– Хтось-то до мене? – низким, слишком грубым для ее хрупкой фигурки голосом вопросила сказочная бабка Васильевна. – Ой, а я така затуркана, така затуркана…
– Добри дэнь, Васильовна! Це я, Петро. Жильцив тоби подсуроплю. Файни легини, друзи мои…
Заспанной старуха не выглядела. Глазки у нее были хоть и крохотные, запрятанные в морщинистых мешочках век, зато острые и пронзительные, все замечающие.
– К вам во двор кто-то залез, – объяснил наконец Турецкий, как только они оказались по сю сторону чужого забора. – Может, это были воры. Проверьте, все ли цело.
Васильевна всплеснула морщинистыми коричневыми руками. Бросилась туда, сюда. Запричитала над сломанными кустами смородины. Не слушая ее причитаний, трое мужчин поспешили по следу, который привел к задней калитке в заборе.

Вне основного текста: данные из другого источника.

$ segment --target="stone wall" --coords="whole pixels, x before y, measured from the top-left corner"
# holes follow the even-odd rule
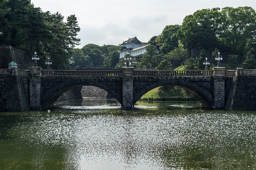
[[[73,99],[83,99],[81,94],[82,86],[78,86],[67,91],[60,96],[56,102],[66,101]]]
[[[29,80],[17,75],[0,76],[0,111],[29,107]]]
[[[107,98],[108,97],[108,92],[105,90],[93,86],[83,86],[81,93],[83,97]]]
[[[234,76],[228,95],[226,109],[256,110],[256,76]]]

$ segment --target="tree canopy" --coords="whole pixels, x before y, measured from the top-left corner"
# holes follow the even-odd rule
[[[64,68],[72,48],[80,42],[75,15],[64,22],[61,14],[43,12],[29,0],[1,1],[0,3],[3,30],[0,45],[21,49],[29,58],[36,52],[40,67],[46,67],[45,61],[50,58],[52,68]]]

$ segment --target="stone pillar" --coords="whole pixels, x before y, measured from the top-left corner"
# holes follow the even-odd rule
[[[133,109],[133,68],[123,68],[122,108]]]
[[[213,69],[213,109],[224,109],[225,67],[214,67]]]
[[[29,105],[30,108],[42,107],[41,94],[41,68],[30,67]]]

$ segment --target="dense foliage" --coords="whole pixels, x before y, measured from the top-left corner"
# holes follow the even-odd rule
[[[30,0],[1,1],[1,5],[0,45],[21,49],[29,58],[36,52],[40,67],[45,67],[50,58],[52,68],[66,68],[73,48],[80,42],[76,38],[80,28],[74,15],[64,22],[59,13],[43,12]]]
[[[30,0],[1,0],[0,19],[0,45],[21,49],[29,58],[36,52],[40,67],[46,67],[44,63],[50,58],[52,68],[67,68],[71,57],[76,66],[124,65],[124,61],[119,60],[120,46],[88,44],[74,48],[80,42],[74,15],[65,22],[59,13],[43,12]],[[177,60],[186,69],[204,69],[202,63],[209,55],[206,51],[213,51],[210,68],[216,66],[219,51],[231,52],[226,60],[227,68],[253,68],[251,63],[255,56],[249,52],[256,51],[256,13],[246,6],[198,10],[186,16],[180,26],[166,26],[148,44],[146,53],[132,57],[137,68],[166,69],[172,66],[171,61]],[[190,56],[192,48],[201,50],[194,59]]]

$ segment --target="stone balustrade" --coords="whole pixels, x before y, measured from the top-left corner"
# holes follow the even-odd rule
[[[121,70],[74,70],[74,71],[41,71],[42,76],[106,76],[120,77]]]
[[[213,71],[135,71],[135,76],[211,76]]]

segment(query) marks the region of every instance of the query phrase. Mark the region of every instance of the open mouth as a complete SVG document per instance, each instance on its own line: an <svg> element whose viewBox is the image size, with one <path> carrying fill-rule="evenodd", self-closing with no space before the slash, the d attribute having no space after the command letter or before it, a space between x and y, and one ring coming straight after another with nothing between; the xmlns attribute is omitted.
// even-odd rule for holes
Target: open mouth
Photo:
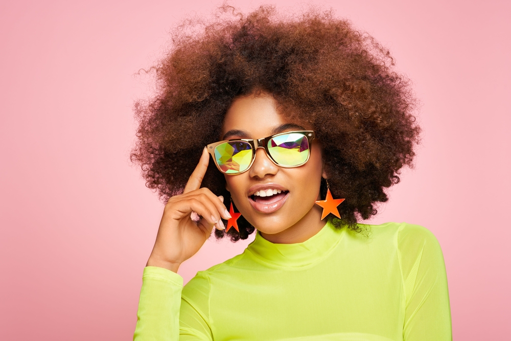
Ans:
<svg viewBox="0 0 511 341"><path fill-rule="evenodd" d="M259 203L272 203L284 198L288 193L288 191L281 190L258 191L250 196L250 198Z"/></svg>
<svg viewBox="0 0 511 341"><path fill-rule="evenodd" d="M280 209L287 198L289 191L276 189L258 191L249 198L249 201L256 210L270 213Z"/></svg>

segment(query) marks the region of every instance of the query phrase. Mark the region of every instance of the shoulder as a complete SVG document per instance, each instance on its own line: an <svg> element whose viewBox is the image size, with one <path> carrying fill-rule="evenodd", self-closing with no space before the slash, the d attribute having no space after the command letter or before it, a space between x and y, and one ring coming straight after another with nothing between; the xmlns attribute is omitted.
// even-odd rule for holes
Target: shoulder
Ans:
<svg viewBox="0 0 511 341"><path fill-rule="evenodd" d="M211 286L212 279L219 277L236 277L236 264L246 258L247 251L225 261L212 266L203 271L197 272L197 275L190 280L183 288L183 296L197 294L197 292L205 294L208 293Z"/></svg>
<svg viewBox="0 0 511 341"><path fill-rule="evenodd" d="M386 222L380 225L360 224L359 226L362 228L363 231L365 231L362 234L367 235L371 241L385 242L393 240L397 240L398 244L410 241L438 243L433 233L420 225L406 222Z"/></svg>

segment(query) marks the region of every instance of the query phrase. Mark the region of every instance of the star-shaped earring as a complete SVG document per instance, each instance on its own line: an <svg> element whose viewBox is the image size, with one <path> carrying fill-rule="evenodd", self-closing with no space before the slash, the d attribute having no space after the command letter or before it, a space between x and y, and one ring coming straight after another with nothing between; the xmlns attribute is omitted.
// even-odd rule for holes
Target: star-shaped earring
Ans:
<svg viewBox="0 0 511 341"><path fill-rule="evenodd" d="M231 217L227 221L227 228L225 229L225 232L227 232L231 227L233 227L239 232L240 230L238 228L238 221L237 220L238 220L238 218L241 216L241 213L234 213L234 208L233 207L232 201L230 202L230 209L229 210L229 214L230 214Z"/></svg>
<svg viewBox="0 0 511 341"><path fill-rule="evenodd" d="M321 215L321 220L323 220L329 214L332 213L338 218L340 218L341 215L339 214L339 210L337 210L338 206L341 202L344 201L344 199L334 199L330 193L330 187L327 182L327 197L324 200L318 200L316 201L316 203L323 208L323 213Z"/></svg>

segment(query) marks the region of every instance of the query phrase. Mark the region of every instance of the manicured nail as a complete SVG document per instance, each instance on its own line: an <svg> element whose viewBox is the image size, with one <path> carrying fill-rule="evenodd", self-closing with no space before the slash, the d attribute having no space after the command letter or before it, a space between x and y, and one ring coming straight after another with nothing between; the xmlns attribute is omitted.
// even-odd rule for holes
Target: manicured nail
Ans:
<svg viewBox="0 0 511 341"><path fill-rule="evenodd" d="M219 226L220 226L220 230L225 230L225 226L224 225L223 223L222 222L222 219L218 221L218 223L217 224Z"/></svg>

Калитка была приотворена. Она закрывалась изнутри на обычный крючок, который, очевидно, злоумышленники просто отбросили. На песчаной дорожке отпечатался след кроссовки.
– Сорок второй размер, – на глаз прикинул Грязнов. – Присылай экспертов, Петя.
– Нехай Васильовна скаже, чи пропало що у ней, – лениво отозвался начальник львовского уголовного розыска.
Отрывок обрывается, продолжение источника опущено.